Fried Egg Plant Interesting to Grow


There’s a unique plant with a flower that looks a lot like a fried egg, sunny side up.
The fried egg tree (Gordonia axillaris) is native to Southeast Asia where it is known as Polyspora axillaris.
It is in the Camellia family so it is also known as Camellia exillaris or Franklinia axillaris.

Gordonia is a small evergreen tree that can grow up to 16 feet and gets its name as the big white flowers with the bright yellow center bear a resemblance to a friend egg. The unusual, aromatic ‘fried egg flower,’ which is about 4 inches in diameter, is white with five petals and a cluster of yellow stamens in the middle

The fried egg plants bloom from autumn to spring and when the flowers fall to the ground, they look even more like fried eggs. The leaves are glossy and dark green with a leathery texture. In the winter the tips of the leaves become red, giving this plant special off-season appeal. The bark is shiny and orange and brown in color. The plant grows slowly in the beginning but growth increases once it is established.

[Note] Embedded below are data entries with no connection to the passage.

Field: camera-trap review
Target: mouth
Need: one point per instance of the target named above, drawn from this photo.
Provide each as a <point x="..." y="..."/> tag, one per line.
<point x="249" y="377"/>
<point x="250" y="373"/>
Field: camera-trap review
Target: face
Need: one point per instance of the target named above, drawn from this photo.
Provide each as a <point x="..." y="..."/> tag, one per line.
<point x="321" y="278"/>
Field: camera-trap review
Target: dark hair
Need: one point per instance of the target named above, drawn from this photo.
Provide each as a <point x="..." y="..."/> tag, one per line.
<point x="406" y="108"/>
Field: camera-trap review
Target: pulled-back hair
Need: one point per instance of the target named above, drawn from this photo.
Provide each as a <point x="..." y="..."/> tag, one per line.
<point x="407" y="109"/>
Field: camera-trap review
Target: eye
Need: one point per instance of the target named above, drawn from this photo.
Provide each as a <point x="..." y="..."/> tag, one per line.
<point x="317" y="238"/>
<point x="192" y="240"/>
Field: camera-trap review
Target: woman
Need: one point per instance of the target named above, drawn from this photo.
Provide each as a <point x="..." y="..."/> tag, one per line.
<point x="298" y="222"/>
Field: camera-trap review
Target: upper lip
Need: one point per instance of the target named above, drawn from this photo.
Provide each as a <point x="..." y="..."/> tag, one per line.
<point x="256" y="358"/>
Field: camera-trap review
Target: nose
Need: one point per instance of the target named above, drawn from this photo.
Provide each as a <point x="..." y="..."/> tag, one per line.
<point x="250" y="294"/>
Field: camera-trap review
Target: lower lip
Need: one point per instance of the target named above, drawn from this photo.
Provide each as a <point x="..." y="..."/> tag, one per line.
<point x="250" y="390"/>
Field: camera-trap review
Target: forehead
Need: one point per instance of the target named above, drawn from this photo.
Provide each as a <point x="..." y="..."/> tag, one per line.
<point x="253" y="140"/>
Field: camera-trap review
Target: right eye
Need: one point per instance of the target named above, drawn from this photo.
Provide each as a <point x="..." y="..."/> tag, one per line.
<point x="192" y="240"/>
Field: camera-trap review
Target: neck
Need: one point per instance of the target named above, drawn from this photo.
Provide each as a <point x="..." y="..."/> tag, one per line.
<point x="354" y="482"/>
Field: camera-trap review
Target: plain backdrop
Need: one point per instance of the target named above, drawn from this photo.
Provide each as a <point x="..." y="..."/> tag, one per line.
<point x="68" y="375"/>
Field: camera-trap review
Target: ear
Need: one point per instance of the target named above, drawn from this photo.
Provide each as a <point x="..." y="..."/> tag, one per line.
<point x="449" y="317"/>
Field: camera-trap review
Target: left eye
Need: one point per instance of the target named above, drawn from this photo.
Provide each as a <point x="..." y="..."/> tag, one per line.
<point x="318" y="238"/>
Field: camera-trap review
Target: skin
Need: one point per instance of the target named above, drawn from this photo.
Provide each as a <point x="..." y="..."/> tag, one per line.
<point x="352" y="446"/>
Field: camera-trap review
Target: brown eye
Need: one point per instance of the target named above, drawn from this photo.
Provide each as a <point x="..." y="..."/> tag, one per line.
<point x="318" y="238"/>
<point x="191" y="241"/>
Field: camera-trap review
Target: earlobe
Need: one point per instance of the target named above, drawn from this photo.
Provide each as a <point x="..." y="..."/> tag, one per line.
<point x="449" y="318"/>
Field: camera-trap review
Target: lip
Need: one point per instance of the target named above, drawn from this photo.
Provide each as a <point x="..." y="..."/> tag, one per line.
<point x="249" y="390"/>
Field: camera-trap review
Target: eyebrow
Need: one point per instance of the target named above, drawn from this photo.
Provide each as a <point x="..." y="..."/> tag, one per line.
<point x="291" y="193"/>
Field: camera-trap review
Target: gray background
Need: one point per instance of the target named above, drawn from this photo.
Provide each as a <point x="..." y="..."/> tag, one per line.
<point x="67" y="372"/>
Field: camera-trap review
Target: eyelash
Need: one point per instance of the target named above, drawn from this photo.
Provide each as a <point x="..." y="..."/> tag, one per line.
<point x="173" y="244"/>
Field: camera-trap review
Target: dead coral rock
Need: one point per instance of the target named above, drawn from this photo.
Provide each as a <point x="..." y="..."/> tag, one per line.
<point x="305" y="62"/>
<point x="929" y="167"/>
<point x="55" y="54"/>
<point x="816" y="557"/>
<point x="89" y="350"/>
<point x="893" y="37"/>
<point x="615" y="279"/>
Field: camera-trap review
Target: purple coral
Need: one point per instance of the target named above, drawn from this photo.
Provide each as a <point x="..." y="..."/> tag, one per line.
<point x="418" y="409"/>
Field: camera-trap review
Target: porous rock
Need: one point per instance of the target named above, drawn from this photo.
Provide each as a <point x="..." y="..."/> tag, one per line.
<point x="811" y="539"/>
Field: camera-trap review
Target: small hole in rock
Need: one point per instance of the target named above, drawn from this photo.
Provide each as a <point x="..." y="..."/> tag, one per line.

How to Care for a Fried Egg Plant
The fried egg flower likes full sun to part shade. They need good drainage so planting it on a slope near a wet area is often the best bet. The fried egg plant needs slightly acidic soil and does not grow well in calcium rich soil. Mulching helps keep the weeds down.
It should be fertilized in the spring with azalea and camellia food to help the plant reach its full potential. Pruning helps the plant achieve a bushy growth but this is not necessary. The plant will take on a natural dome shape when left alone. You can also trim the plant like a hedge when it is young. The plant is not susceptible to disease or pests so this is not a concern.

Planting Fried Egg Plant
Fried egg plants are best planted in fall in a location that gets full sun. Choose the location carefully as they have invasive roots and can spread 6 to 8 feet wide and tall when mature.
This is why these plants are best reserved for garden backgrounds and open areas. If irrigation is limited, they will stay smaller and are less likely to invade non-irrigated areas. If the plant is grown under rich, well-irrigated soil conditions they will become difficult to control
They are not fussy about soil and water, and adapt well to most climates, whether cold and rainy or hot and dry, which is why you may find contradictory information about growing them. This interesting plant thrives in swampy areas along the Atlantic and in the Gulf Coastal Plains in the United States and is also cultivated in locations like Southern California and on Vancouver Island in B.C., Canada.
In Southern California the plant requires regular irrigation during the first year, especially if winter rains are scarce. Once they are established, they should need little summer irrigation. After the first year, you should cut the stems back almost to the ground in the fall to refresh the plants; new growth will resume with the winter rains.